ECLI:NL:CRVB:2011:BR3346
Centrale Raad van Beroep
- Hoger beroep
- Rechtspraak.nl
Hoger beroep inzake hoogte vervolguitkering op grond van de Werkloosheidswet
In deze zaak gaat het om een hoger beroep van appellant tegen een uitspraak van de rechtbank Zwolle-Lelystad van 31 mei 2010, waarin het beroep van appellant tegen een besluit van het Uitvoeringsinstituut werknemersverzekeringen (Uwv) ongegrond werd verklaard. Het Uwv had bij besluit van 27 mei 2009 meegedeeld dat de loongerelateerde WW-uitkering van appellant zou aflopen op 21 juni 2009, maar dat hij recht had op een vervolguitkering van 70% van het minimumloon per dag, wat neerkomt op € 48,01. Appellant was het niet eens met de hoogte van deze vervolguitkering en heeft hiertegen hoger beroep ingesteld.
Tijdens de zitting op 6 juli 2011 heeft appellant bevestigd dat hij niet langer betwist dat het Uwv de einddatum van de loongerelateerde uitkering correct heeft vastgesteld. De Raad heeft overwogen dat de vervolguitkering, zoals bepaald in artikel 51, eerste lid, van de Werkloosheidswet, inderdaad 70% van het minimumloon bedraagt. De Raad concludeert dat het Uwv de hoogte van de vervolguitkering correct heeft vastgesteld en dat de argumenten van appellant niet voldoende zijn om de juistheid van het bestreden besluit aan te tasten.

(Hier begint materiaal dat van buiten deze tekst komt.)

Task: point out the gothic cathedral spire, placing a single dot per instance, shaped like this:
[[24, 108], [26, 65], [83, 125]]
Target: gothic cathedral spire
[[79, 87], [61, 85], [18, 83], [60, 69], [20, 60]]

De Centrale Raad van Beroep bevestigt daarom de aangevallen uitspraak van de rechtbank en ziet geen aanleiding voor een proceskostenveroordeling. De uitspraak is gedaan door G.A.J. van den Hurk, in tegenwoordigheid van M.A. van Amerongen als griffier, en is openbaar uitgesproken op 27 juli 2011.